The price of inequality | Julian Baggini

Almost all central bankers agreed last week that inflation was too high. What surprised everyone was how united and emphatic the position was.

No doubt individual decisions will differ, and there are many good reasons why people go with what they like. But it is hard to see how any central banker could come out in favour of inflation that high. Surely the main job of a central banker is to produce the very best results for the country?

What makes the opposing positions so striking is that they are very different. On the one hand, Bank of England governor Mervyn King wants to be tough on inflation but he is also very keen to avoid driving down economic growth through increased interest rates or other restrictive measures.

On the other hand, European Central Bank president Jean-Claude Trichet will tolerate inflation rising above his target of just under 2%. He thinks that this will push inflation expectations down, thereby preventing them from reaching the sort of “danger zone” seen in the US, where prices rose by 6.7% over the past year. There is only one problem. In the US, the danger zone is caused by what economists call “transitory factors”; in fact, they really aren’t. The latest inflation figures showed a 3.4% annual rise in petrol and 7.4% for food.

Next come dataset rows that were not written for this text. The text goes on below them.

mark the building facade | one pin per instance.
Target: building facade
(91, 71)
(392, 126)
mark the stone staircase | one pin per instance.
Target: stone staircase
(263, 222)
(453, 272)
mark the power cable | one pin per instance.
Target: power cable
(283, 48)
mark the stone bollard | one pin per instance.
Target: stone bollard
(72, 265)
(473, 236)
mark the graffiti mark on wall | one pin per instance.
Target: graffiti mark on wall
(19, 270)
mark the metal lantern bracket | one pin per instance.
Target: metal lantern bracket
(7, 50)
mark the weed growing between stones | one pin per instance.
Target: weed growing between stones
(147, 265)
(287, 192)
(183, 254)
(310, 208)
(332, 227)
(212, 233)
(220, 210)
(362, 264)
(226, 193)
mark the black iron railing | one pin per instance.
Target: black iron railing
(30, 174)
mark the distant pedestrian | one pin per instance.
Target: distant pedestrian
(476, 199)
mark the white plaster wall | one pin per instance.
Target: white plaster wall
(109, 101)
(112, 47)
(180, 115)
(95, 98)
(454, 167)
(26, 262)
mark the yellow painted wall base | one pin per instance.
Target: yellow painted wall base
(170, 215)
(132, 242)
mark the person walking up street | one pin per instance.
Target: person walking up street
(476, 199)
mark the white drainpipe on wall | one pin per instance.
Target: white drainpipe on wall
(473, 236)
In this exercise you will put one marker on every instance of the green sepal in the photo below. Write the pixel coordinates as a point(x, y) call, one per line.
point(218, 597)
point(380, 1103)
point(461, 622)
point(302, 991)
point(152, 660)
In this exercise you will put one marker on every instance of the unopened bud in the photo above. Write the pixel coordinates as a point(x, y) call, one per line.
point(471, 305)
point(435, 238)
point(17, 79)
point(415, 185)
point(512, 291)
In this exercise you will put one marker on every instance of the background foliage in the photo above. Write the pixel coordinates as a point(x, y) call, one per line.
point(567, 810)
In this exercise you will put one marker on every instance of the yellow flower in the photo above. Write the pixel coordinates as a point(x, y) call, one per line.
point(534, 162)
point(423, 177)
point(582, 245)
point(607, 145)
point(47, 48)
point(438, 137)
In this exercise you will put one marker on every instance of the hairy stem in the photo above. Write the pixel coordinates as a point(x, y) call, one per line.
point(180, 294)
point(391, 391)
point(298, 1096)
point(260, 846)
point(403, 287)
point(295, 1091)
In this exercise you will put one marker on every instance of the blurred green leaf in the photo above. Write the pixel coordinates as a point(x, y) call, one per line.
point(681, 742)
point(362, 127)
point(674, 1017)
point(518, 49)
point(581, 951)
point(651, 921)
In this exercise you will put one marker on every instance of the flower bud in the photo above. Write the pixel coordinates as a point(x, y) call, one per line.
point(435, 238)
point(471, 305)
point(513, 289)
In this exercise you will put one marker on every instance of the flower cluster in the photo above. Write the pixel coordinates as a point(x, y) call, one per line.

It is true that food and energy prices normally fall in the US when the recession is over. But food and energy prices tend to stay high for a few years after the recession has ended because new large-scale infrastructure projects are still being built. Moreover, a recent study by economists at the University of Warwick and the Bank of England found that higher fuel and food prices represented only around half of the annual rise in the cost of living between 1881 and 2005. Most of the rest came from changes in the way in which incomes were measured.

These concerns were based on empirical evidence and support what many of the most orthodox economists say is a truism: that inflation isn’t caused by the level of interest rates but by the nature of the economy. Once inflation starts rising, it cannot be arrested quickly by any change in the cost of borrowing. There are quite a few arguments as to how the recovery could happen in other circumstances. But this is not one of them.